The National Farmers Union Region 6 Convention is taking place this week.
The event kicked off with Registration and keynote speaker Researcher Darrin Qualman who talked about “Farm Income, Climate and Carbon Taxes”.
He says farmers are in a really important situation here, they are vulnerable to climate change but at the same time are also part of the economy that produces emissions:
“Fertilizer is a great example, a lot of the agricultural emissions are really a function of how much fertilizer is being used. So, I think in order to get the lower emissions we’ll have to look at lower input systems. While a lot of farmers are going to be concerned about that, it’s actually a really great opportunity because high input use is also leading to low net farm income. As we reduce input use we can reduce emissions and we can increase net farm income.”

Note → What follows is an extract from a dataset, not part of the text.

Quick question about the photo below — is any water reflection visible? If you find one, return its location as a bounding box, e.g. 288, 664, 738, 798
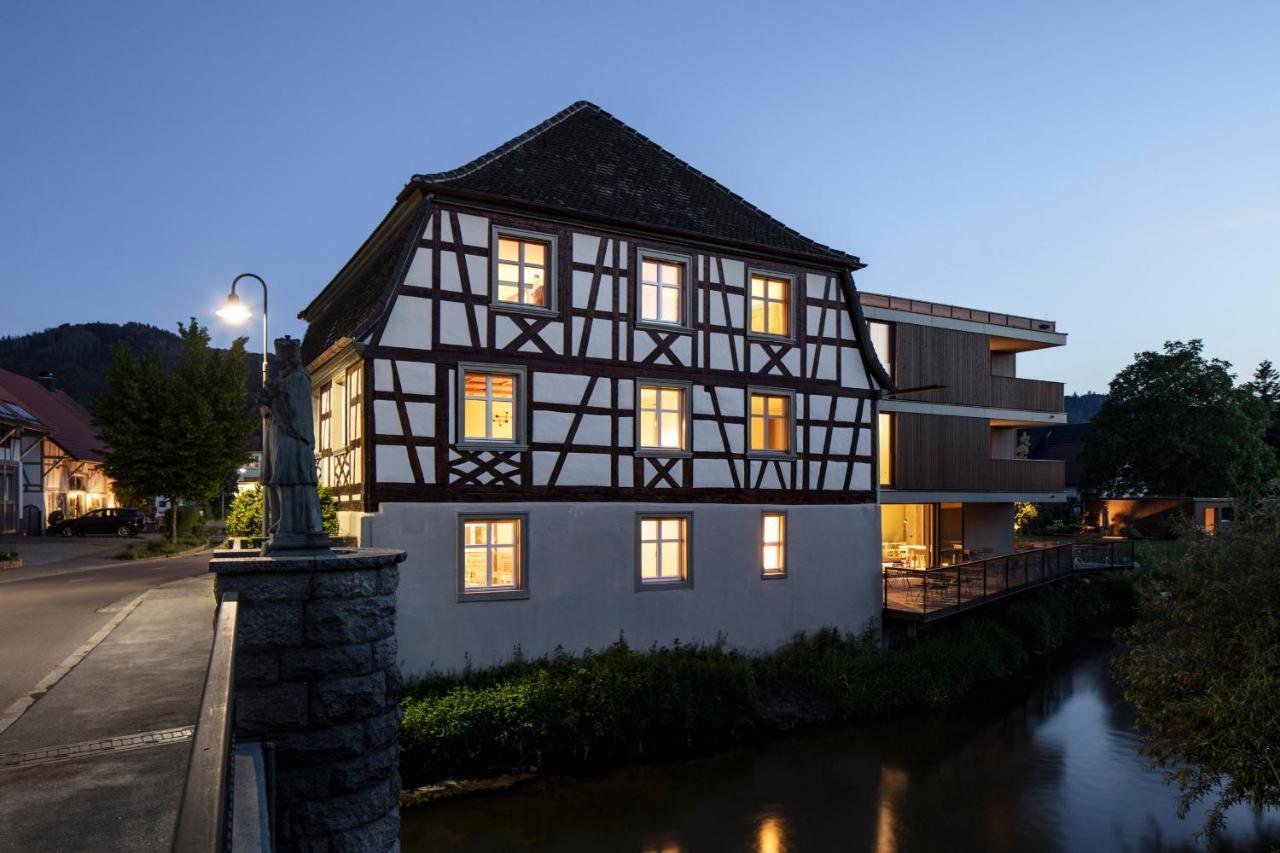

Qualman says when you look at farm income from about the 1940’s, 50’s, 60’s, 70’s and 80’s; farmers were keeping about 40 to 50% of the revenue they generated, now their keeping about 6%.
“What’s happening is input supply companies are taking 94 cents out of every dollar that farmers generate. Farmers are handing that over when they buy fertilizer, when they buy chemical, when they buy seeds, when they buy that very high-cost equipment. What’s happening is over-dependence on inputs is causing a farm income crisis. It’s causing a lot of emissions that are fueling the climate crisis.”
He notes as we move forward in order to solve the climate crisis we are going to have to reduce emissions; that means lower input use which can be good news for farmers because it could mean higher net farm income.
He says over the next century we are on track for 6.4 degrees of warming in Saskatchewan.
He feels we need to meet and set more ambitious targets and act faster to reduce emissions and get on top of climate change.
He thinks putting a small carbon tax on things like fuel and inputs would be one step, but it needs to be fully refundable to farmers.